Przypomnijmy, że do zdarzenia doszło w środę (05.08.2020) tuż po godzinie 14:00 w jednej z placówek handlowych przy ulicy Baczyńskiego w Bydgoszczy. Wówczas do sklepu wszedł mężczyzna bez maseczki ochronnej na twarzy. Uwagę natychmiast zwróciła mu ekspedientka. Poinformowała go, że bez maseczki go nie obsłuży. Mężczyzna wulgarnie skomentował to i próbował koszulką zasłonić usta. Niemniej jednak, pracownica sklepu konsekwentnie informowała go, że w takiej sytuacji na pewno go nie obsłuży. Mężczyzna wyzywając ją i grożąc wyszedł ze sklepu.

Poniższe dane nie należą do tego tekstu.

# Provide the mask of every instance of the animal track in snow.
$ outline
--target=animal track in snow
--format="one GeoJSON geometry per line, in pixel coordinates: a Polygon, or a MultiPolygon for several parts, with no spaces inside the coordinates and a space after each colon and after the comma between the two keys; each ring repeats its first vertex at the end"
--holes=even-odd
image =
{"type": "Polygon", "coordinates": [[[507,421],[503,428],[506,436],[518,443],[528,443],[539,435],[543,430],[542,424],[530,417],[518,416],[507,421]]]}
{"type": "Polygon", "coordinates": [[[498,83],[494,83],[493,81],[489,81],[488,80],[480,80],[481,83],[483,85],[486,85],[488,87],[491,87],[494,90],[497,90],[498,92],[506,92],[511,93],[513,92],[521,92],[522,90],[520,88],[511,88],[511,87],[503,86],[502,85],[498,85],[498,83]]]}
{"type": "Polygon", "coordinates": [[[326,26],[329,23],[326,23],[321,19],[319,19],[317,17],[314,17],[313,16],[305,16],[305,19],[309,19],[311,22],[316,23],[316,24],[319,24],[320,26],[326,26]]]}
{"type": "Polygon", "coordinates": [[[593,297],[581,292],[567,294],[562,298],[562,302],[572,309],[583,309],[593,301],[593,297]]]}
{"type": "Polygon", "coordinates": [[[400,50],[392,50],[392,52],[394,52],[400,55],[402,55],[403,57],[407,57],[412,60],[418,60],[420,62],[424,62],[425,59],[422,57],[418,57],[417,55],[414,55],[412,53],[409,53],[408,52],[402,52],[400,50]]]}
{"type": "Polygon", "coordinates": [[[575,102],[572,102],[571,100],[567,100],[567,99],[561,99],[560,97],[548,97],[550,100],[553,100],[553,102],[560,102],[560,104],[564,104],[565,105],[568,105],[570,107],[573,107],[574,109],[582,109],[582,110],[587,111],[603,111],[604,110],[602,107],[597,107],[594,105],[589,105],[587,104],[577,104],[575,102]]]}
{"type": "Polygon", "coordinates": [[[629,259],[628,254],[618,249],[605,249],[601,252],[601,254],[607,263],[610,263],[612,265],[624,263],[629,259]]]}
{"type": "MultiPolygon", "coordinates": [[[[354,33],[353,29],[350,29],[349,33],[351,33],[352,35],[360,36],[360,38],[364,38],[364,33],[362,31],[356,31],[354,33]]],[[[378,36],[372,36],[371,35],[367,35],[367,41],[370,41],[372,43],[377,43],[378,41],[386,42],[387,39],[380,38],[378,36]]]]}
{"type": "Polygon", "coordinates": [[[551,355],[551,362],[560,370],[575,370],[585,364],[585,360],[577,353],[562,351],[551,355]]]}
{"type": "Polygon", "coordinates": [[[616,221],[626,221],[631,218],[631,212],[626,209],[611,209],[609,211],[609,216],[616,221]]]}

Po chwili przyszedł ponownie, lecz tym razem z maseczką na twarzy. Kobieta poinformowała go, że w związku z jego wcześniejszym zachowaniem w stosunku do niej, nic mu nie sprzeda. Mężczyzna zignorował jej słowa, odzywając się niestosownie, a następnie podszedł do lodówki, próbując wyjąć z niej piwo. Ekspedientka zwróciła mu uwagę, że w sklepie towar podaje tylko sprzedawca. Mężczyzna nie reagował. Kobieta podeszła do niego i próbowała mu uniemożliwić wyciagnięcie alkoholu. Wtedy mężczyzna lekko ją odepchnął i uderzył pięścią w twarz, po czym wyszedł (nic nie zabrał). Pokrzywdzona na moment straciła przytomność. Chwilę później leżącą kobietę zauważył jeden z klientów, który wezwał na miejsce pogotowie ratunkowe oraz policjantów. 23-latka została przewieziona do szpitala na badania.
Sprawą natychmiast zajęli się kryminalni z bydgoskich Wyżyn, którzy przyjęli od pokrzywdzonej zawiadomienie o popełnionym przestępstwie. Funkcjonariusze zabezpieczyli monitoring. Na jego podstawie zaczęli typować sprawcę.
Wczoraj (06.08.2020) przed południem, funkcjonariusze namierzyli i zatrzymali do sprawy 44-latka. Okazał się nim mieszkaniec bydgoskich Kapuścisk. Mężczyzna w momencie zatrzymania był nietrzeźwy. Miał około promil alkoholu w organizmie. Zatrzymany trafił do policyjnego aresztu.